I coaxed as gently as I could. I urged him to talk about the "effed up thing," vaguely, as vaguely as was comfortable, and reassured him that Dr. B would not push. He just would not do it. The more counseling he went to, the harder he pulled away. Most men do not speak of sexual abuse till in their 30's if at all according to the statistics I read. Most people do not have a loving team of professionals and a partner with a great support system behind them also. I had every resource, personal skill set from sales, and opportunity available to persuade him to choose healing over self-medication and slow suicide. I lost him and failed. He pulled back so hard he became dangerous. One of the counselors had a hard conversation with me, said that even though I had done everything in my power to avoid it I was still his co-dependant and I was his enabler. I couldn't avoid that and it was going to kill me too. I lost him. I had to cut him off.

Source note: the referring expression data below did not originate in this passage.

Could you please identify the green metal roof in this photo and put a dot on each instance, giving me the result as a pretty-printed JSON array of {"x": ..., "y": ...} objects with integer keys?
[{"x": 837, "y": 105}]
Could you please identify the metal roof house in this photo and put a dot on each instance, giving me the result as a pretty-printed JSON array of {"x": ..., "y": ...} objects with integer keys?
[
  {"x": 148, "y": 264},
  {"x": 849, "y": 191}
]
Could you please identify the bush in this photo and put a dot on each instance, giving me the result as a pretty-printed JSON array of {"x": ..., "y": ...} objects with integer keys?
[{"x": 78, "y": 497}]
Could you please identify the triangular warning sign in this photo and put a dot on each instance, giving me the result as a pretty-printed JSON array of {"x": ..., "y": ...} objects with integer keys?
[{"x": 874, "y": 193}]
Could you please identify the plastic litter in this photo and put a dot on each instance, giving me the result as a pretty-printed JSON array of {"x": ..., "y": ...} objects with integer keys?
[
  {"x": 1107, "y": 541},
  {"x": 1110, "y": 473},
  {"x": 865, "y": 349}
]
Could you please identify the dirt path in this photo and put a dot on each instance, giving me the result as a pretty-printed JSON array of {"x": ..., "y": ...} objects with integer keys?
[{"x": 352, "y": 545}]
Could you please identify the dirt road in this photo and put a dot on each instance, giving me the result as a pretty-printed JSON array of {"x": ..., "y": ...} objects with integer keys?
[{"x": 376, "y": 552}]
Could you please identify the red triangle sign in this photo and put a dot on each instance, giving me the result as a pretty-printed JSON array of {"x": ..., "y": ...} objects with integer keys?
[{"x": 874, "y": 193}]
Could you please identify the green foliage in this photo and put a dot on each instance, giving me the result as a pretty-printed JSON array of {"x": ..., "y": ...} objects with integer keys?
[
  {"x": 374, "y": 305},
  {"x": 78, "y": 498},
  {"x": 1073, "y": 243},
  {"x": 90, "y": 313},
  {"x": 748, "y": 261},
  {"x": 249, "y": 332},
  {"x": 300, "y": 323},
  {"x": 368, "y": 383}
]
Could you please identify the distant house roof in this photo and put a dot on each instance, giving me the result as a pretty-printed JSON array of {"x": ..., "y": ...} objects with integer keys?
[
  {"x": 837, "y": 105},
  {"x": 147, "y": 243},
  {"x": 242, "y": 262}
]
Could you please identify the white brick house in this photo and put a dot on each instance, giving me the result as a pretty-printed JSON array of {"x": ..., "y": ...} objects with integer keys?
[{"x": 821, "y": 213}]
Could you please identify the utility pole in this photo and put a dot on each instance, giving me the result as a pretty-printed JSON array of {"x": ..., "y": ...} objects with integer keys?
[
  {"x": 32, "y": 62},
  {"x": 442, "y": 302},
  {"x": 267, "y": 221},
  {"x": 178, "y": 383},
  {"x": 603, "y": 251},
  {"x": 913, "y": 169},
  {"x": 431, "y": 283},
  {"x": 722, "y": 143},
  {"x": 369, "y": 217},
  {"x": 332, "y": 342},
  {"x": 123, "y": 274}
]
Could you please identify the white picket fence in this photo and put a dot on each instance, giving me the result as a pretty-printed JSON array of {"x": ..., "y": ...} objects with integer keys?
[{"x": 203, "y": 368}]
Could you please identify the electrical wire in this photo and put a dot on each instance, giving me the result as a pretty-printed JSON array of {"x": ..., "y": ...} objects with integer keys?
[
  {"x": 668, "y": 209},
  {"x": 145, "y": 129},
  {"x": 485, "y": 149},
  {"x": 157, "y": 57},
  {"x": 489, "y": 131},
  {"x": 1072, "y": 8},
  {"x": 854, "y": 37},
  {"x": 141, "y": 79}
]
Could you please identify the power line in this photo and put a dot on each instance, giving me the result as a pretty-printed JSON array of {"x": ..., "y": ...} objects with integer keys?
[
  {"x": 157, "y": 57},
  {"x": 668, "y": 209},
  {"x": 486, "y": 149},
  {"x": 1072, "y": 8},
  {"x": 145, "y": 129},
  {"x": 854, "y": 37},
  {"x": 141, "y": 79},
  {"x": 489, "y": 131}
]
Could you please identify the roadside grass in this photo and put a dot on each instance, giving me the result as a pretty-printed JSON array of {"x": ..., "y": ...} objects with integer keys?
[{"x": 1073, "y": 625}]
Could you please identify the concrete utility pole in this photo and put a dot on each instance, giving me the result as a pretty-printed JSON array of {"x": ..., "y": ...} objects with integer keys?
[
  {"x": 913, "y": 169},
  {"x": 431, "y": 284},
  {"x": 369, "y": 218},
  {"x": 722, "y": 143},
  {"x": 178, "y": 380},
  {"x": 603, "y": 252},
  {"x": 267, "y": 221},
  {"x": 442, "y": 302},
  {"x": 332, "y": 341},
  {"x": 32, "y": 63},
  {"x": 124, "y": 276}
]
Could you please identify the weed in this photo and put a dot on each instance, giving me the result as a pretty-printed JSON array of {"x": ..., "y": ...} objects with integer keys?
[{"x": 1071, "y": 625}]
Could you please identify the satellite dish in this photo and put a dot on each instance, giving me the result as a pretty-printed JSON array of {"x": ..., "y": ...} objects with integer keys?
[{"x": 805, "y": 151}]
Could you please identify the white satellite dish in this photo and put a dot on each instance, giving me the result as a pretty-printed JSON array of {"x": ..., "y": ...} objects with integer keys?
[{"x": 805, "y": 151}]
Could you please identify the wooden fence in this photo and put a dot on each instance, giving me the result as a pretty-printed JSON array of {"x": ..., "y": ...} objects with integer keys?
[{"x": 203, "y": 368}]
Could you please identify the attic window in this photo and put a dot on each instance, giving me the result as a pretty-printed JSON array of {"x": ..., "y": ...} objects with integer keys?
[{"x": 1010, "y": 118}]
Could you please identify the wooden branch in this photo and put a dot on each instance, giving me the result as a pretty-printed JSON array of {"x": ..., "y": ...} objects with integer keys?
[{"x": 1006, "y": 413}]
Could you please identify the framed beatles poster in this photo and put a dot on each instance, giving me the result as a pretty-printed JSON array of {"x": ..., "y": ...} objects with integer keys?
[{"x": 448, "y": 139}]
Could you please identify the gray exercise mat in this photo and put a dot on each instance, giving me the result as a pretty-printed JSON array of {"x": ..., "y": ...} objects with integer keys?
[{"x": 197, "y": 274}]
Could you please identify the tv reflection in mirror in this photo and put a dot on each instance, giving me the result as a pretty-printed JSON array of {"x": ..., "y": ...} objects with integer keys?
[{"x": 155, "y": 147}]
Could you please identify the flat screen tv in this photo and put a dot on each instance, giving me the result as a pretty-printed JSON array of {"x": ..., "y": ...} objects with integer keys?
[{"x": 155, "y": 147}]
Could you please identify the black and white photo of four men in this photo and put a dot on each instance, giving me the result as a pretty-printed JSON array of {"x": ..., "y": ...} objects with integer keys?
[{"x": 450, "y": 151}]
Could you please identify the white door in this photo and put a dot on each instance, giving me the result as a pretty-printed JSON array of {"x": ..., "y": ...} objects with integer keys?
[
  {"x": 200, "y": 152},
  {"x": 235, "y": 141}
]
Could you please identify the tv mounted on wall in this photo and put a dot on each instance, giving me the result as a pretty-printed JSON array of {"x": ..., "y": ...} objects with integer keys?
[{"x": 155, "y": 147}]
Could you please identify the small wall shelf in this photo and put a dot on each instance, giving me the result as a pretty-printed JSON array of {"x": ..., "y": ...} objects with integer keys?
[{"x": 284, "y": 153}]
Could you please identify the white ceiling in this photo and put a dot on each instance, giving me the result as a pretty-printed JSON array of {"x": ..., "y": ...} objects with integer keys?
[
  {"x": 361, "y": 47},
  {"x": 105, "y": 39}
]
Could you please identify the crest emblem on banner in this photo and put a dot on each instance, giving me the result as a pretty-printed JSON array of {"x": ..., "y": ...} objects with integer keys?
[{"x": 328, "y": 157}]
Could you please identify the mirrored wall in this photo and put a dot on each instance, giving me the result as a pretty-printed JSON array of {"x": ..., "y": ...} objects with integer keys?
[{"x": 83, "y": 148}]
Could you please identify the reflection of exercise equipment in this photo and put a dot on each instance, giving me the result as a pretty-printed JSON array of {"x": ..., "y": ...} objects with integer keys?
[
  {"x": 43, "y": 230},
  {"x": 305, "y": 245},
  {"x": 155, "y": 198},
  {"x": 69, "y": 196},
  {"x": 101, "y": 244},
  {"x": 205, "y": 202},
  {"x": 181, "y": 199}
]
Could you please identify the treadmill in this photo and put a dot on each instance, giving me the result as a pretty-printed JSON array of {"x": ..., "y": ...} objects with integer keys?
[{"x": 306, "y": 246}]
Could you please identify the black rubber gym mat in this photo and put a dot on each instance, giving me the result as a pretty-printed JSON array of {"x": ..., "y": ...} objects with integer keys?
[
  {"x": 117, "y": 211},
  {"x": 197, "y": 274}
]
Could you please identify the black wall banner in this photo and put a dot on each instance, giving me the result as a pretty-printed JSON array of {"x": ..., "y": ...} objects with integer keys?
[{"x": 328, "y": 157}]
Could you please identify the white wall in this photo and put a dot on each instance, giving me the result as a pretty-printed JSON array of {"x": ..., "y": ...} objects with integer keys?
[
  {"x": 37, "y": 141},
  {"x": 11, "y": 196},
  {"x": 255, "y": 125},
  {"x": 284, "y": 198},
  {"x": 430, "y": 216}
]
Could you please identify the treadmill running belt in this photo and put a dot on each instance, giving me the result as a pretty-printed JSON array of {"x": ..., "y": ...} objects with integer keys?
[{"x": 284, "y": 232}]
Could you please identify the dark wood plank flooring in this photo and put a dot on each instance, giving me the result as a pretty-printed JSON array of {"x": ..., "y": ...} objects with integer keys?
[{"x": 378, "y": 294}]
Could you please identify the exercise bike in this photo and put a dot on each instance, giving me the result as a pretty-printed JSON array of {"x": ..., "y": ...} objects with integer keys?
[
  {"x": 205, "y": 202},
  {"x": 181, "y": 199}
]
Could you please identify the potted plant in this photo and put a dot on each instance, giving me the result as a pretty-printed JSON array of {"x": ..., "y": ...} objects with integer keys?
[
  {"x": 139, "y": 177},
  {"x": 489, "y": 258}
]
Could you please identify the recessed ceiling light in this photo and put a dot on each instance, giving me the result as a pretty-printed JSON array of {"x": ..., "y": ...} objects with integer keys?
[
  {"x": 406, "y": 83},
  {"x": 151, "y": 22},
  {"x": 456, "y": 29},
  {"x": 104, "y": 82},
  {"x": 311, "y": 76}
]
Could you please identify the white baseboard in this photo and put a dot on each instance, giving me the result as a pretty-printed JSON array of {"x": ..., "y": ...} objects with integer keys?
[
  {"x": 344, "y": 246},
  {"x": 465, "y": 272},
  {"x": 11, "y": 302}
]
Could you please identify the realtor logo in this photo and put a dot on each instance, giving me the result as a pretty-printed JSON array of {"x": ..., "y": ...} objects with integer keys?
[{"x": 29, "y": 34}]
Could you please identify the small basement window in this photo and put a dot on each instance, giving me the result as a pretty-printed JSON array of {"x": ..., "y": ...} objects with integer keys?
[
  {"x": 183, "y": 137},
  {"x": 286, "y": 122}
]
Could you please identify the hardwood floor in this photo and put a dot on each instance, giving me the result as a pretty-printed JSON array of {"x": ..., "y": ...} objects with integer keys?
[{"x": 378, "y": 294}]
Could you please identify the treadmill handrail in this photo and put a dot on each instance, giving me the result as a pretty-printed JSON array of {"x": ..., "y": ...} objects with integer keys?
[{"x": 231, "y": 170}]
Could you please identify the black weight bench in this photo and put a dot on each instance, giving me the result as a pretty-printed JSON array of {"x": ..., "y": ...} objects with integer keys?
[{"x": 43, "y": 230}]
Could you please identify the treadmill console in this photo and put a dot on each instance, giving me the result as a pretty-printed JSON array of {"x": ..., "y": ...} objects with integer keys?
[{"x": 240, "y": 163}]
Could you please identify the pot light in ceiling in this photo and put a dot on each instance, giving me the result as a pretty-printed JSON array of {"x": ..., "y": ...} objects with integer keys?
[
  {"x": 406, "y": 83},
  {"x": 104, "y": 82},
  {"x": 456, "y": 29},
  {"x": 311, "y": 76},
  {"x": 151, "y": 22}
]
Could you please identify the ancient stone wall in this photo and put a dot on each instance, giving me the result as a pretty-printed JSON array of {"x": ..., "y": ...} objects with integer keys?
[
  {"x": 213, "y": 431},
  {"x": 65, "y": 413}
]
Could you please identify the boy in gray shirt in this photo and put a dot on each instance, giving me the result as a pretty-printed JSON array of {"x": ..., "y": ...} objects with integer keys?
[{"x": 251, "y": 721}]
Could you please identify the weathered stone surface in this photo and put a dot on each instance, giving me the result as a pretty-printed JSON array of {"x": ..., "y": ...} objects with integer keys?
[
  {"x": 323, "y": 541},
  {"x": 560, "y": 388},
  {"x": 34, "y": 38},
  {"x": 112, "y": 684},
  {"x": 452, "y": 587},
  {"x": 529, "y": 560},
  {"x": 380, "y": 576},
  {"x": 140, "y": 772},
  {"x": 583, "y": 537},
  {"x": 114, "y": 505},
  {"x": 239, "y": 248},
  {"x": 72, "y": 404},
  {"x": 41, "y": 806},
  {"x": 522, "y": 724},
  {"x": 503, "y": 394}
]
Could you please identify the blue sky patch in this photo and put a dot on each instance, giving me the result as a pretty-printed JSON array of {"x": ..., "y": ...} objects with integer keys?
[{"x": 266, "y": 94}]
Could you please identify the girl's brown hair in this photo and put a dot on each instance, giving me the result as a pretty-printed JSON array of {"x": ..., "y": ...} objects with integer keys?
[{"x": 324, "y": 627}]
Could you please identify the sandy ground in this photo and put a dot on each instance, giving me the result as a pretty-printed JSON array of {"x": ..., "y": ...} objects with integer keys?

Being an INFJ in a jail as an officer is interesting, because as much of an a-hole as I can be, the inmates have some sort of natural comfort with sharing sensitive things with me. After a few years I had a conversation with one that starts off similarly most of the time... the conversation about how this time they are going to do well in rehab and stay clean. I told him, "You know whats strange is that I notice theres something all of you guys seem to have in common... something effed up happened to most of you as kids... somehow you all find each other... somehow you all find drugs." He nodded. I didn't press, just simply told him that if he ever wanted to break his cycle he had to get to the root of where his thought and emotional cycles come from, which means addressing that effed up thing, and that I felt like most counselors didn't get to the underlying root pains that fuel the drug addiction. He told me that one did. When she got too close to what it was, he ran from the rehab. He said he would rather be in prison from running, than have anything touch or come close to that effed up thing. I know the extent of how full of crap inmates are, but I felt he was telling the absolute truth, because it followed many other discussions I'd had with others.
That's my motivation. I don't want to be a jailer for the rest of my life. I'd like to take my experiences and do something rewarding with them. I've only been concerned with how exactly to go about it, and being able to support myself.